Wer bei den einheimischen Entscheidungsträgern am Golf einmal vorsichtig und höflich nachfragt, was deutsche Unternehmen auf der Arabischen Halbinsel - insgesamt gesehen - besser machen könnten, bekommt nahezu immer die gleiche Antwort: Deutsche Firmen haben sehr gute Produkte, sind pünktlich und zuverlässig, aber sie sind schlechte Verkäufer. Angelsachsen, insbesondere die Briten, könnten das sehr viel besser und auch die Koreaner hätten in den letzten Jahren deutlich dazugelernt, heißt es.

 

Persönliche Kontakte entscheidend

 

Langjährige Kenner des Arabien-Geschäfts bestätigen dies. "Deutsche Qualität muss auch gut vermarktet und gut verkauft werden", sagt Dr. Peter Göpfrich, Chef der Deutsch-Emiratischen Industrie- und Handelskammer in Dubai, der neben den VAE auch für Bahrain, Katar, Kuwait und Oman zuständig ist. "Wir müssen da noch einiges hinzulernen und vor allem die Geduld mitbringen, persönliche Beziehungen aufzubauen. Den erhobenen Zeigefinger sollten wir dafür lieber zuhause lassen."

 

Germany Trade & Invest hat die Empfehlungen von Kennern der Region gebündelt. Nachstehend einige Tipps, die - gelegentlich etwas überzeichnet und sicherlich nicht allgemeingültig - den geneigten Leser für die Problematik sensibilisieren sollen.

 

Pluspunkte für Persönlichkeiten

 

Wer von arabischen Geschäftspartnern am Golf ernst genommen werden will, muss auf Augenhöhe sprechen. Dabei zählt kaum der Titel - jeder junge Assistent nennt sich hier schon Research Director - sondern nahezu ausschließlich die Persönlichkeit.
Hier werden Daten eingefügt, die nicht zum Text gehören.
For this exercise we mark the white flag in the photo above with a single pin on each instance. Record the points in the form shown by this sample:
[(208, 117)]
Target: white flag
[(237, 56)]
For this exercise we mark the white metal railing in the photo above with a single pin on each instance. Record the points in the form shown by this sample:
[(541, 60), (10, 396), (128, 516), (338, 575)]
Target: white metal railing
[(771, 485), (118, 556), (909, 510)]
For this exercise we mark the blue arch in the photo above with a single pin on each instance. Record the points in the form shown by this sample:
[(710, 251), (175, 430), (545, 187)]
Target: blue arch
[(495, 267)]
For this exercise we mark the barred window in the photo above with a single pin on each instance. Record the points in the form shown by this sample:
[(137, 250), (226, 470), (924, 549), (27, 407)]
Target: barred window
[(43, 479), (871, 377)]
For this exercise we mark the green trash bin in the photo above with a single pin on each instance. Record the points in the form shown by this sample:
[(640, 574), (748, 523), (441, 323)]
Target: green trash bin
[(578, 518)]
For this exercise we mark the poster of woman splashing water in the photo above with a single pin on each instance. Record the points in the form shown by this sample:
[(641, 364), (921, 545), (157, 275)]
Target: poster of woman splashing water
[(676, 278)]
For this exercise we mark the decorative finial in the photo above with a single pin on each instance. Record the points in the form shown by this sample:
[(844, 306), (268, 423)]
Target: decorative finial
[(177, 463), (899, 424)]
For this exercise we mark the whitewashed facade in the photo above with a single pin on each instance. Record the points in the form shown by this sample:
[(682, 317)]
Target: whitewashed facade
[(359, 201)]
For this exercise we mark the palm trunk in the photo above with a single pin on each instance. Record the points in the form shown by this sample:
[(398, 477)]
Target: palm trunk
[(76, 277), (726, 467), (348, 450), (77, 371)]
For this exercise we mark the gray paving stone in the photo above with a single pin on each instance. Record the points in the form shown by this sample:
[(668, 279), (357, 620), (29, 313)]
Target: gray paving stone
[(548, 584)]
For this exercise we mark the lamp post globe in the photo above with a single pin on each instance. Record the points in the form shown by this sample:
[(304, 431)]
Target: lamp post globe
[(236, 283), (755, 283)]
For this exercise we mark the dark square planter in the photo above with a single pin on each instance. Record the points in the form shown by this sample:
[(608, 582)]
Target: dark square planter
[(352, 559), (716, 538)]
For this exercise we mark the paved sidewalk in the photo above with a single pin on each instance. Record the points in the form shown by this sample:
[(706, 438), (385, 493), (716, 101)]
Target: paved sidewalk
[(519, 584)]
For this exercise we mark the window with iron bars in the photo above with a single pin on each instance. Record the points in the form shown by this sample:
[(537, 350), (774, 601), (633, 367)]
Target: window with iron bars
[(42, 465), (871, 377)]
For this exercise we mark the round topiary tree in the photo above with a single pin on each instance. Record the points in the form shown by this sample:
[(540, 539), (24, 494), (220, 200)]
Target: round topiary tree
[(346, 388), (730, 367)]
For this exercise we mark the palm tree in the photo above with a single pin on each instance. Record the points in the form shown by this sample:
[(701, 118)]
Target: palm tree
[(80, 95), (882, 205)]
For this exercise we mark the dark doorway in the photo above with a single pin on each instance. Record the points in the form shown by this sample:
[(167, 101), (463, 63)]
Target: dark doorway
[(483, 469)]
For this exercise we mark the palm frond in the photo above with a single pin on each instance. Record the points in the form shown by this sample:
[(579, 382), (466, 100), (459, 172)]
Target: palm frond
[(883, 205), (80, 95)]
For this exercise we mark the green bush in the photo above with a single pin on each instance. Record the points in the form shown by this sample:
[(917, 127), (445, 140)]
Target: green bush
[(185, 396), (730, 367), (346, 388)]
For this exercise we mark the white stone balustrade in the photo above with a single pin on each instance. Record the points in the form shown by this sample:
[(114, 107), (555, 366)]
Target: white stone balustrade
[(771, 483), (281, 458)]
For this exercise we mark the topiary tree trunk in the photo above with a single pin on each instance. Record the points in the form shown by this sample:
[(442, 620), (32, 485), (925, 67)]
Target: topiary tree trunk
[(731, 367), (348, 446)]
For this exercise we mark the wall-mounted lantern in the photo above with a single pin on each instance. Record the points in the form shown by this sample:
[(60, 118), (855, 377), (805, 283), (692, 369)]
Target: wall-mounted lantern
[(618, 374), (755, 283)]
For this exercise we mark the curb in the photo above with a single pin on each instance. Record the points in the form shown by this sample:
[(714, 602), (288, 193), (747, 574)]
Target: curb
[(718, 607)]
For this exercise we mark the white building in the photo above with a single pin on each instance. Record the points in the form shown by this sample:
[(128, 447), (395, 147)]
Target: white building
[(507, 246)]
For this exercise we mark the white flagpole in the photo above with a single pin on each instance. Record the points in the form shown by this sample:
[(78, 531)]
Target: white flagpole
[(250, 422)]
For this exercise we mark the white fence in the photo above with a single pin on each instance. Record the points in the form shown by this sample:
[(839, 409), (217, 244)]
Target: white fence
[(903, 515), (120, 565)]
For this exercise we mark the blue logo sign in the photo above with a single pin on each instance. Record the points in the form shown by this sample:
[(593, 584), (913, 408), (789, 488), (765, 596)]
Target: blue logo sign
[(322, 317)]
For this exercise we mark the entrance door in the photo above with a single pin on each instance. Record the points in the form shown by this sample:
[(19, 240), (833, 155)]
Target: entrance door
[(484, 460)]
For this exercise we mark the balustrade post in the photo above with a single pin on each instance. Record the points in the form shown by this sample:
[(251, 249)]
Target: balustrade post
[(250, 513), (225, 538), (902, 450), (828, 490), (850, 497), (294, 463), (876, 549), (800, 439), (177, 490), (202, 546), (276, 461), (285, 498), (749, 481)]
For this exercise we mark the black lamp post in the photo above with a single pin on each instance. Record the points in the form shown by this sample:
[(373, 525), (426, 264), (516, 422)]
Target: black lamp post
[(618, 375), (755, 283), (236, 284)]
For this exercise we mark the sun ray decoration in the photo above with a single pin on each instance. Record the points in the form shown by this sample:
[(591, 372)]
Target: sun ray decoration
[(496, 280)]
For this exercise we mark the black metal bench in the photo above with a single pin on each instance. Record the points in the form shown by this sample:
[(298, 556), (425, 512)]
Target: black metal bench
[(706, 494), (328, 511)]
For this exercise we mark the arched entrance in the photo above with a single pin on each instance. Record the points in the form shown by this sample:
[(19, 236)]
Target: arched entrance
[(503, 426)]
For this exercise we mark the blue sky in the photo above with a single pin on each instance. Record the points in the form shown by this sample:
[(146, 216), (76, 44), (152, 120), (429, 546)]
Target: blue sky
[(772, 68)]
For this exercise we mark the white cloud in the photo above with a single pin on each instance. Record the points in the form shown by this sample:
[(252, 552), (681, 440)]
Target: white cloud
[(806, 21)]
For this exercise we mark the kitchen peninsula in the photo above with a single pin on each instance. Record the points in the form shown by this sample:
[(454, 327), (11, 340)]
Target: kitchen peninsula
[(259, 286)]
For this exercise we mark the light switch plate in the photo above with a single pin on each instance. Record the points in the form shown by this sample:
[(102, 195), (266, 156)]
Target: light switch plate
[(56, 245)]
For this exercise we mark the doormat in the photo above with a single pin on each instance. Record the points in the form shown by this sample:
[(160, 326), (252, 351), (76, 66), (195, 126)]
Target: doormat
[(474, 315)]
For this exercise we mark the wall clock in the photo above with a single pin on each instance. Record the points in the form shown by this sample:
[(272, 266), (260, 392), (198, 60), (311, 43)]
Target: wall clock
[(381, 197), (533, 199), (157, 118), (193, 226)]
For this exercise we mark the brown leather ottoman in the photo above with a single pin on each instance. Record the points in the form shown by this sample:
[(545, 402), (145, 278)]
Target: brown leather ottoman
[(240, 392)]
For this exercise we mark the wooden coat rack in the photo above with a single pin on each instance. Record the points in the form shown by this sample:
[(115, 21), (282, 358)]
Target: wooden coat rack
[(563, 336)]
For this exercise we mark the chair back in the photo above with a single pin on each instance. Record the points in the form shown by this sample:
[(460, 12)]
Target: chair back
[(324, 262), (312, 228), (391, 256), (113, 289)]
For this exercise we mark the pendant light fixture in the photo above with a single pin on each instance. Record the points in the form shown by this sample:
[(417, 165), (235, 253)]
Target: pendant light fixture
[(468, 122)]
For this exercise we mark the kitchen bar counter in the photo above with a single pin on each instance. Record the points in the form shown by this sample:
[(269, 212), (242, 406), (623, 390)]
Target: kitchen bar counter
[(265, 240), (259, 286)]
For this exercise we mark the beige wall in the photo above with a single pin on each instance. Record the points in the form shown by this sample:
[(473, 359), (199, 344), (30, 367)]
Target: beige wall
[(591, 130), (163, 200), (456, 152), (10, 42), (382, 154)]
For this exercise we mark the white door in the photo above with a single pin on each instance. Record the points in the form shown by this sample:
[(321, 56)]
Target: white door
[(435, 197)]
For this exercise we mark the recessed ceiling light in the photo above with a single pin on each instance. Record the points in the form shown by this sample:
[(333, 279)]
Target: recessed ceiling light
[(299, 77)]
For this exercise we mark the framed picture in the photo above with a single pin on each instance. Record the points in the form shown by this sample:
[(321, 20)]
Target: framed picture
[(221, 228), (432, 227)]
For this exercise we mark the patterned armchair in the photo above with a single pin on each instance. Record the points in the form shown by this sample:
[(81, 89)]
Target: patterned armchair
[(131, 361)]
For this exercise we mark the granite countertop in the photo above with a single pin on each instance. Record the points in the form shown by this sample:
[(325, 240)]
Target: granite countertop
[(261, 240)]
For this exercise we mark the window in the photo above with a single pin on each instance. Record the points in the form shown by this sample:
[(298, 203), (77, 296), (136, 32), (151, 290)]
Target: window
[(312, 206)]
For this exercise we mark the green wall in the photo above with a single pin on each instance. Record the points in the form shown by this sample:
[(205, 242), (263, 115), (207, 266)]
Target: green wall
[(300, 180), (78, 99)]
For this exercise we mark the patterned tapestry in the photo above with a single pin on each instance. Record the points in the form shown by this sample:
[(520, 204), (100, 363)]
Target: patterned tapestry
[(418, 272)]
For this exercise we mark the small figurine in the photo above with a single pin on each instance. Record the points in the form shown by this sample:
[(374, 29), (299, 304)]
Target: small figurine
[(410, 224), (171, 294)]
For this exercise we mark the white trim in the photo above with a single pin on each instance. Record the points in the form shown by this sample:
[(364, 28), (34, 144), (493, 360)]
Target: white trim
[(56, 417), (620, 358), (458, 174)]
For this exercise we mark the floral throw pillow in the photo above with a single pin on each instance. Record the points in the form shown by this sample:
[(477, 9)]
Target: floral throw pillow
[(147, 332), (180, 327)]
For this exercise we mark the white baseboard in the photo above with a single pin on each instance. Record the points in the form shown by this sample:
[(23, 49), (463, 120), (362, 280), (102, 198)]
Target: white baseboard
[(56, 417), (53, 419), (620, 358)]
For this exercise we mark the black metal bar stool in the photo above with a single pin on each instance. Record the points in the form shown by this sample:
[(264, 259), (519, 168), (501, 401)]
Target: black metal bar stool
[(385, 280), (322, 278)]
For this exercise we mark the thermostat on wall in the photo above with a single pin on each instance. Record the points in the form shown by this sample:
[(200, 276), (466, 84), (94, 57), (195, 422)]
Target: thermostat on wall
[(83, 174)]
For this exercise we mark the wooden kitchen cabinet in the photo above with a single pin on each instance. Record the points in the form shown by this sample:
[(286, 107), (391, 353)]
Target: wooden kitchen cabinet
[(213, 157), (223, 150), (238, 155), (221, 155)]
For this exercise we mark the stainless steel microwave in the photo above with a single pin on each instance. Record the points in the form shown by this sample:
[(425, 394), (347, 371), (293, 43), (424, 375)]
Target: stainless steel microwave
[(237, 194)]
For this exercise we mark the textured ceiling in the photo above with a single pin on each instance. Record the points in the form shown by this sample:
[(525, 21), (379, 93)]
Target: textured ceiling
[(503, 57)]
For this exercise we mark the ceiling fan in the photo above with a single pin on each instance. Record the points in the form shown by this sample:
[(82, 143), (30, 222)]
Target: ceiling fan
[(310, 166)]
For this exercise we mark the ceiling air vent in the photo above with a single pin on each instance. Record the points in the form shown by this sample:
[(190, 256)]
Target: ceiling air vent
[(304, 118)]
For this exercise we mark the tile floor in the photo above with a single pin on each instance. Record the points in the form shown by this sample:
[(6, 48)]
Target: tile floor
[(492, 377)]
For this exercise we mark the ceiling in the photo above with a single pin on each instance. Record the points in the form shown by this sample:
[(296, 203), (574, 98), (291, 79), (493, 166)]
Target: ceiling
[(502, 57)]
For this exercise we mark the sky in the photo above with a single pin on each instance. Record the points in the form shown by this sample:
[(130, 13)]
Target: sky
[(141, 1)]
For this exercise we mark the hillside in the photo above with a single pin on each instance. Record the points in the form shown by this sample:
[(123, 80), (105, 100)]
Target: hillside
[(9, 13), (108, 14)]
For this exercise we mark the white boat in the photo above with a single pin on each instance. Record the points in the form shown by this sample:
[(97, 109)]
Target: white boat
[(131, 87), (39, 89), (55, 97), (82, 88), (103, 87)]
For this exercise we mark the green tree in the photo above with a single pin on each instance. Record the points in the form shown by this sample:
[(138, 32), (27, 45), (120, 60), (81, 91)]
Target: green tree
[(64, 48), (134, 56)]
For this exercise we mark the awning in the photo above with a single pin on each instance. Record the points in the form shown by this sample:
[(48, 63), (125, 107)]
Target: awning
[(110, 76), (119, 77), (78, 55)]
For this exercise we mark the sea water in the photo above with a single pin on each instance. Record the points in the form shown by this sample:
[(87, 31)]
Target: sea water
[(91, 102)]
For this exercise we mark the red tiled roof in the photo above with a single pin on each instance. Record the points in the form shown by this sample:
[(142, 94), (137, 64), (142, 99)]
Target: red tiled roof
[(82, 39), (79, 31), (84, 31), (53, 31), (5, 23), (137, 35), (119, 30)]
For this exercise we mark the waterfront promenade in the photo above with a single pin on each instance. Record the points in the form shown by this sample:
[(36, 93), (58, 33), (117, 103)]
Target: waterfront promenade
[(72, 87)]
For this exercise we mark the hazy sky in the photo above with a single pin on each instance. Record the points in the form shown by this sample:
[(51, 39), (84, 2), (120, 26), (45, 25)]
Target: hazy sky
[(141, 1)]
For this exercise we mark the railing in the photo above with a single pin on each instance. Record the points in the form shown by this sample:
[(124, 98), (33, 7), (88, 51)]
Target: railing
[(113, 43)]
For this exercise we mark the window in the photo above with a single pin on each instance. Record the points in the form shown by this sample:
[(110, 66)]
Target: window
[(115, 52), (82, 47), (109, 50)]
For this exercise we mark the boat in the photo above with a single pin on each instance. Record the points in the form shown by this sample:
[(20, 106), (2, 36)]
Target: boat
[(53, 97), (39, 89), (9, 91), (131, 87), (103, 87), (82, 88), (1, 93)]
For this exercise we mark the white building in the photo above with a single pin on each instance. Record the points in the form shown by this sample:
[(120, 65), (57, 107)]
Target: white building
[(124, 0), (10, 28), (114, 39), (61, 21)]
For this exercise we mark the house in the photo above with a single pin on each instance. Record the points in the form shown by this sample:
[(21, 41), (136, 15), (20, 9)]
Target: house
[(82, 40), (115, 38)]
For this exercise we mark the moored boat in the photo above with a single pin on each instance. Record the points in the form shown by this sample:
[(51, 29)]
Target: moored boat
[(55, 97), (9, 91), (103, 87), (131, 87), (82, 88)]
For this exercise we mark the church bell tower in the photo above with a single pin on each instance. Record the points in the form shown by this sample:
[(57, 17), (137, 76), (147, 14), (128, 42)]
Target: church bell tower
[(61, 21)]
So werden zum Beispiel Alter und Erfahrung besonders geschätzt, wenngleich aber auch jüngere Repräsentanten punkten können, wenn sie mit ausreichenden Vollmachten ausgestattet sind und die nachstehenden Kriterien erfüllen.

 

Der ideale deutsche Firmenrepräsentant ist eine Person von Welt: kommunikativ und extrovertiert, mit gutem Englisch, ausgeprägten sozialen Fähigkeiten, mit Manieren, Allgemeinbildung und ausreichenden Grundkenntnissen über die Arabische Welt. Die Produkte seines Unternehmens sollte der Repräsentant kennen - spezielle Fachfragen darf er gerne an einen Assistenten weiterreichen, der im Bedarfsfall einspringt.

 

"Wer sich auf internationalem Parkett bereits bewährt hat, braucht auch für die arabischen Golfstaaten keinen besonderen Vorbereitungskurs, in dem er etwa lernt, welche Themen er lieber meidet, wem er die Hand gibt und wem nicht", sagt Dr. Dalia Abu Samra-Rohte, stellvertretende Geschäftsführerin der Deutsch-Emiratischen Industrie- und Handelskammer in Abu Dhabi. Überall in der Welt würde man bei einem ersten Kennlernen nicht von sich aus persönliche Themen wie Religion, lokale Politik oder familiäre Dinge ansprechen.

 

Und an der Körpersprache des Gegenübers dürfte man sehr schnell erkennen können, ob ein Handschlag oder nur eine distanzierte Verbeugung angesagt sei, sagt Abu Samra-Rohte. Dass man in der arabischen Welt einer Frau normalerweise nicht die Hand reicht, sollte sich herumgesprochen haben, und dass ein kräftiger Männerhändedruck unüblich ist, lernt man auch recht schnell.

 

Beim Wissen über die Arabische Welt kommt es weniger auf auswendig gelernte Fakten an, als auf ein ehrliches Interesse für die Kultur und das Wertesystem der Gastregion. Dieses muss man sich nicht zu eigen machen oder für gut heißen, man muss jedoch bereit sein, sich damit intellektuell auseinanderzusetzen.

 

Im Klartext: Wer über die arabischen Bekleidungsgewohnheiten lästert, demonstriert damit, dass er an einer differenzierten Auseinandersetzung mit der Region nicht interessiert ist. Arabisch braucht man als Ausländer am Golf nicht zu sprechen, Kenntnisse können allerdings hilfreich sein.

 

Ein Dutzend arabischer Höflichkeitsworte wie "Danke", "Bitte", "Entschuldigung", "Guten Morgen", "Guten Abend", "Hallo" und "Auf Wiedersehen" sollten selbstverständlich sein. Ein tiefer Einstieg in den Islam ist nicht notwendig, wenngleich eine fundierte Allgemeinbildung wünschenswert ist.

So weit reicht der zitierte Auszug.